Annonces sur la protection de l’enfance : des bonnes intentions, et après ?

Des mois de travaux, des attentes énormes de la société civile et des professionnel.le.s, et tout cela pour quoi ? La stratégie de la protection de l’enfance présentée ce lundi par le gouvernement est pleine de bonnes intentions mais, comme toujours, pèche par un manque de moyens et une méthode contestable.

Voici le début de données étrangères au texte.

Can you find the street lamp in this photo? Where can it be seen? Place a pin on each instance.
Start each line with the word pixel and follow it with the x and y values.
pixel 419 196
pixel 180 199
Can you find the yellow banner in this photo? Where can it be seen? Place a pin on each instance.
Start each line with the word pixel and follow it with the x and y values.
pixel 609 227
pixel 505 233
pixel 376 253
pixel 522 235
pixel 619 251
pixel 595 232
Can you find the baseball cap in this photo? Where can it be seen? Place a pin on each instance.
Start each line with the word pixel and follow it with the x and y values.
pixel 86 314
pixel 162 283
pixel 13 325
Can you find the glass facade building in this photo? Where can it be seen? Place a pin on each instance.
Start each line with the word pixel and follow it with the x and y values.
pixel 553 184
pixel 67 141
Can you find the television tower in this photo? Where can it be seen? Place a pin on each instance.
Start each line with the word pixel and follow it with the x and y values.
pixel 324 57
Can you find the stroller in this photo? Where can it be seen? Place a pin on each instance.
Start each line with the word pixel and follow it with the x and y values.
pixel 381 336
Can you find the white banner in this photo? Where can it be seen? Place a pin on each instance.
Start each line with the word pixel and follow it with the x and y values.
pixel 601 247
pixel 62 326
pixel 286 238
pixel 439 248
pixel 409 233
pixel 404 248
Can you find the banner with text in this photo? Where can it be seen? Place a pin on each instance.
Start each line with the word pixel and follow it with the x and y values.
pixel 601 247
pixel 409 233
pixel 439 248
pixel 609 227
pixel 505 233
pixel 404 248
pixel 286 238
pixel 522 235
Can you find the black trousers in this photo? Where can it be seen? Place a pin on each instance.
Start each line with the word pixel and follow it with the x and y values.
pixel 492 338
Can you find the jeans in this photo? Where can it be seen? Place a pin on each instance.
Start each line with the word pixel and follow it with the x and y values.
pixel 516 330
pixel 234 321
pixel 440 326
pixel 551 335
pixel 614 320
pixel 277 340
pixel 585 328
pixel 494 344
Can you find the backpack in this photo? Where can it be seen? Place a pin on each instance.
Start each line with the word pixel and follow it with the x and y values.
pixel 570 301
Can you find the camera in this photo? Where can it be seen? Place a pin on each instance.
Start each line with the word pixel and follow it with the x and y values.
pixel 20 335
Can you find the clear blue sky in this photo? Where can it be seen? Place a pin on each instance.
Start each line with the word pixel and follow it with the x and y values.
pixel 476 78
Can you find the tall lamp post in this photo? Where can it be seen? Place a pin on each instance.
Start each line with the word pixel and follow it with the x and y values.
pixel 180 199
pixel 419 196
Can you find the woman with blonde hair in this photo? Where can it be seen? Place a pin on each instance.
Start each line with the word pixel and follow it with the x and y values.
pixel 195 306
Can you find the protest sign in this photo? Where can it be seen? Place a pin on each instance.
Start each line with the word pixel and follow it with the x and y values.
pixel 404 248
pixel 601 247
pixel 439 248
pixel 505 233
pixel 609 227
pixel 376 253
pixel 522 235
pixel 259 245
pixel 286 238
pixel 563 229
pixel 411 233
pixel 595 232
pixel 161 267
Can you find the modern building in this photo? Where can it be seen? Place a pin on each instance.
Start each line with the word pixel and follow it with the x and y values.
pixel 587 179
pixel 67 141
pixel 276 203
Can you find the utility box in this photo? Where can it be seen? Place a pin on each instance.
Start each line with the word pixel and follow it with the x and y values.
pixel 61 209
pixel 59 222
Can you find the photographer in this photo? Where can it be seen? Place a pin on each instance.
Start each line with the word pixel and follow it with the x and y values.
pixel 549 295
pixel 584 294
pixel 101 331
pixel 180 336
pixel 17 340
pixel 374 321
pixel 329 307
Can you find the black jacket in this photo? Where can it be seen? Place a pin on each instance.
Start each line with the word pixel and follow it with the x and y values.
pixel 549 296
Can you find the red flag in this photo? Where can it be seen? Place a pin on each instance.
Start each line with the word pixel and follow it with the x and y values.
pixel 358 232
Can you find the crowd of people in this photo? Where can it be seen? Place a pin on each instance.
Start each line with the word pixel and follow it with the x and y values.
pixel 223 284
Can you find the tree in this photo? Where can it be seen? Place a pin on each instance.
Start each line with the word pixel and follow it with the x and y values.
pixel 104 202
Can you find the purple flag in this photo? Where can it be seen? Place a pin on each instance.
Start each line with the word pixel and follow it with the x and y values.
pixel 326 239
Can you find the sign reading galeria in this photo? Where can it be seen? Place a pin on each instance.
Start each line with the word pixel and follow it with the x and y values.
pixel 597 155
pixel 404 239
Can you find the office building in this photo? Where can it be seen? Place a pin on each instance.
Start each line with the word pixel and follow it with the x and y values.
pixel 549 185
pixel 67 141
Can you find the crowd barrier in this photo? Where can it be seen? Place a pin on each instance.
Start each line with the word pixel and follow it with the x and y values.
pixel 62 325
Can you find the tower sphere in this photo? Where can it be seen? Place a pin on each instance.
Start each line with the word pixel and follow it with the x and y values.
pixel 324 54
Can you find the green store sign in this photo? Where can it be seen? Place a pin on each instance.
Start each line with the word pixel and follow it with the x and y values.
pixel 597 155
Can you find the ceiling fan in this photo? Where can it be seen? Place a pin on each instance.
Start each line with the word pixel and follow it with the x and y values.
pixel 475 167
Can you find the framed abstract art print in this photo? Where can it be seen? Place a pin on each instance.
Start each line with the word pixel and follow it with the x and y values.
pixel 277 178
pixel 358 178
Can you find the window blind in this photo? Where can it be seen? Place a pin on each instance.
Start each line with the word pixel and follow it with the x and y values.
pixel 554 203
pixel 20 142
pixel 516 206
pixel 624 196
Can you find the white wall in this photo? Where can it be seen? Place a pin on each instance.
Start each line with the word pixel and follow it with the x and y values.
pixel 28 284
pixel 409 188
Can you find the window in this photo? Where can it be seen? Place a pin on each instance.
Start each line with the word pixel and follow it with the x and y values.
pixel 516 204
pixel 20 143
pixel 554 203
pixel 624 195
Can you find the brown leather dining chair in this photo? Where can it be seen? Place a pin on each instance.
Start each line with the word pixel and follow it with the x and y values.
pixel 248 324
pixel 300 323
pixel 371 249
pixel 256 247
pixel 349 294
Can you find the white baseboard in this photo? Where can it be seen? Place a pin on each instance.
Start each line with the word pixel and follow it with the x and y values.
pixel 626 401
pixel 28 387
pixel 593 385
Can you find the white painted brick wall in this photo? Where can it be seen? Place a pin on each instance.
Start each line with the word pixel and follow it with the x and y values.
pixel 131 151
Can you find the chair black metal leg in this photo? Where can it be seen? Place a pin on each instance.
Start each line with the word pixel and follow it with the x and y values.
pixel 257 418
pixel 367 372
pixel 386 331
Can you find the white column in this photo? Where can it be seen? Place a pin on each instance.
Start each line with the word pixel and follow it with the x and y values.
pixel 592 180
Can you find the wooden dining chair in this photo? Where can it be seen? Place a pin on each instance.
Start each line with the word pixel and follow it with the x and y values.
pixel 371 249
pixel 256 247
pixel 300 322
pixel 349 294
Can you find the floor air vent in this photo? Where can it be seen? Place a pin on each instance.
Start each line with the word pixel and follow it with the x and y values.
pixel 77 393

Avec seulement 80 millions d’euros, on est loin de la grande cause nationale. L’étude des chiffres est pourtant implacable : en 2018, les Départements ont dépensé près de 8 milliards d’euros pour la protection de l’enfance. Cette stratégie, qui prétend répondre à un si grand nombre d’enjeux, représente à peine 1/100ème du budget national !

Par ailleurs, une grande partie de ces annonces reposent en réalité sur les Départements, chefs de file de la protection de l’enfance – développement des entretiens de pré-natalité, systématisation des bilans de santé en maternelle,… Or, ces collectivités sont d’ores et déjà éprouvées par les missions qui sont les leurs et auraient besoin d’un réel soutien financier de l’Etat.

La contractualisation tous azimuts, à laquelle veut à tout prix avoir recours ce Gouvernement, n’apparaît pas comme la bonne méthode. Les Départements ont besoin d’une relation de confiance et que l’État leur accorde les dotations complémentaires pluriannuelles nécessaires.

Enfin, alors que c’est un enjeu majeur en protection de l’enfance, les mineur.e.s étranger.e.s non accompagné.e.s sont les grand.e.s oublié.e.s de la stratégie présentée, alors qu’ils.elles sont des mineur.e.s à protéger au même titre que les autres.

Pour le Parti socialiste, les annonces de lundi montrent finalement que le gouvernement reste au milieu du gué, sur un sujet pourtant crucial et pour lequel on nous avait fait espérer bien plus.